Suwit Rojanavanich, an adviser to the PDMO, said yesterday that five state enterprises would issue bonds worth about Bt20 billion next quarter to roll over debt. They are the Expressway Authority of Thailand, Provincial Electricity Authority, State Railway of Thailand, Bangkok Mass Transit Authority and Government Housing Bank.
The Finance Ministry will guarantee only the SRT and BMTA bonds.
The PDMO also plans to sell savings bonds worth up to Bt50 billion to refinance matured savings bonds worth about Bt80 billion. The remaining amount may be totally repaid. The PDMO plans to use a variety of financial instruments of different maturities, including financial negotiable notes, promissory notes, 3- to 5-year short-term bonds and 50-year bonds.
Each state enterprise that plans fund mobilisation with or without a Finance Ministry guarantee reflects investor demand for higher returns while the policy rate stays at a low level.
“Although capital mobilisation for the rice-pledging scheme failed, the PDMO plans to issue bonds consistently. This will be in line with public debt management this year. Our plan is to issue financial negotiable notes of about Bt15 billion-Bt20 billion every week throughout the three months to promote the bond market,” he said.

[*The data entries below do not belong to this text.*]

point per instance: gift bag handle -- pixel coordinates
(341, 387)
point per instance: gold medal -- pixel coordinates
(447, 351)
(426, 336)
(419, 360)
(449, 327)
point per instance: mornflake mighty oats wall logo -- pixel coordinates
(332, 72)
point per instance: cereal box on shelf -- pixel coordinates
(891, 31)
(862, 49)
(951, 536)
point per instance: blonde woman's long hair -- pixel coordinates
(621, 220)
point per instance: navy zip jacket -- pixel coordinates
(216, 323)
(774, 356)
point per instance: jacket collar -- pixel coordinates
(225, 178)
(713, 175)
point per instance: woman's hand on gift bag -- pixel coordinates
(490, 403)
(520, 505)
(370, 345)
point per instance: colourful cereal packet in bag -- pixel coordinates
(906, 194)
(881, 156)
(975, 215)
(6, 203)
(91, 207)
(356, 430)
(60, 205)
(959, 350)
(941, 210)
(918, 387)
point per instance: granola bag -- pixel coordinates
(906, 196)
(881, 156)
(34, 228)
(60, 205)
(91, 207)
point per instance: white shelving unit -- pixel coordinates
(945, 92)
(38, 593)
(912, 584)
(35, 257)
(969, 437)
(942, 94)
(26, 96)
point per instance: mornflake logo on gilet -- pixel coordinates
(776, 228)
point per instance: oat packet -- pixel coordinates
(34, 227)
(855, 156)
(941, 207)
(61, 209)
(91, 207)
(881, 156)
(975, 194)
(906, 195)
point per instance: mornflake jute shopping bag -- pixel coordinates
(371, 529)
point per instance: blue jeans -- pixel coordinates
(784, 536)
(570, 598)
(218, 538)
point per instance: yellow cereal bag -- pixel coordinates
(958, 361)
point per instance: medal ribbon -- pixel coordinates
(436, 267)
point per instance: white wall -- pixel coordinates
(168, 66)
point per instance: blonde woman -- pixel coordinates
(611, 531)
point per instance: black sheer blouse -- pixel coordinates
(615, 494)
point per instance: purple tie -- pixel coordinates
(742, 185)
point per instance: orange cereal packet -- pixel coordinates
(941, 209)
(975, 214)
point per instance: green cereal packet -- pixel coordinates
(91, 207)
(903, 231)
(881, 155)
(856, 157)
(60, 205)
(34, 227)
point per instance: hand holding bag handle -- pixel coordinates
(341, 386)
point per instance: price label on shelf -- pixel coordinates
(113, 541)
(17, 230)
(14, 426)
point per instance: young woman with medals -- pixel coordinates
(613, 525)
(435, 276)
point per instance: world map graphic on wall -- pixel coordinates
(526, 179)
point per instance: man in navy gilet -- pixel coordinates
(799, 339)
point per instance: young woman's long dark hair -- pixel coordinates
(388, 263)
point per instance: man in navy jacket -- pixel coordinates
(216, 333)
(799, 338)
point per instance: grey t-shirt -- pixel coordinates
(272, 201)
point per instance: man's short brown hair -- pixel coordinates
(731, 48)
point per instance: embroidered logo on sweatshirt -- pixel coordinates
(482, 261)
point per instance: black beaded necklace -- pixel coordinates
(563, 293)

Farmers may have to sell rice to mills at below cost. However, the Bank for Agriculture and Agricultural Cooperatives will prepare relief measures for customers who cannot make debt payments, such as extensions of the debt repayment schedule, postponement of interest payments and debt-restructuring.
“BAAC officials have started talking about over 10 million tonnes of off-season rice that will come out after the Songkran festival. There is no rice-pledging scheme now and farmers may have to sell rice to rice mills at low prices while farmers have no bargaining power,” said a source who asked not to be named.